Since BALL enables explicit solvent molecular dynamics (MD) simulations and different docking scenarios, we additionally aim to integrate other functionality and workflows for therapeutic use, such as the analysis of drug target binding.

Since BALL-SNP is an open source project and due to its modular architecture, it is easily extendable and adaptable to include further databases and third party tools, even by other experienced users.

Conclusion

The analysis of the genotype-phenotype relation and in particular, of the influence of nsSNPs on protein stability and function, is essential in human healthcare. In spite of the fact that the majority of common diseases such as cardiomyopathy are caused by accumulation of several nsSNPs, computational methods to analyze cumulative nsSNPs and their putative quantitative contribution to an observed pathogenic phenotype are missing. In consequence, the validation of the clinical relevance of nsSNP spatial interactions is limited.
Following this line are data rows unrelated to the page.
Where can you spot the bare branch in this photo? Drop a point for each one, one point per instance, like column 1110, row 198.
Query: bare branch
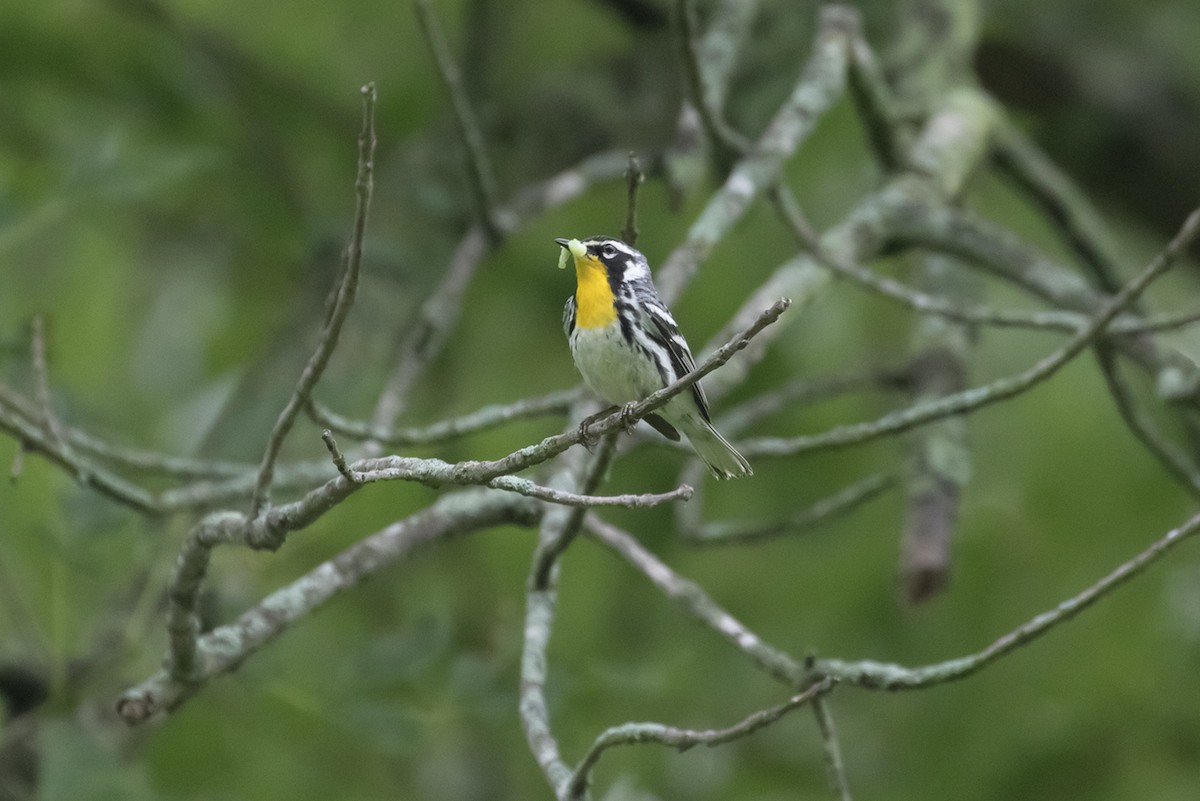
column 881, row 675
column 42, row 385
column 439, row 312
column 725, row 533
column 683, row 739
column 819, row 86
column 225, row 648
column 1075, row 218
column 333, row 329
column 339, row 457
column 978, row 397
column 552, row 403
column 483, row 181
column 1176, row 462
column 696, row 602
column 634, row 178
column 33, row 437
Here, we present a novel, freely available software tool, BALL-SNP, which enables the assessment of the impact of nsSNP clusters on protein stability, and consequently assists the selection of candidate nsSNPs for experimental validation. Since both, genetic and structural information is crucial for analysis of the influence of nsSNPs on phenotypes. BALL-SNP is based on a standard molecular modeling framework, allows the use of standard NGS output, and embeds important nsSNP annotation databases.

Though further improvement is needed to meet requirements of the clinical application, BALL-SNP already makes an important contribution to the existing instruments of candidate nsSNP analysis.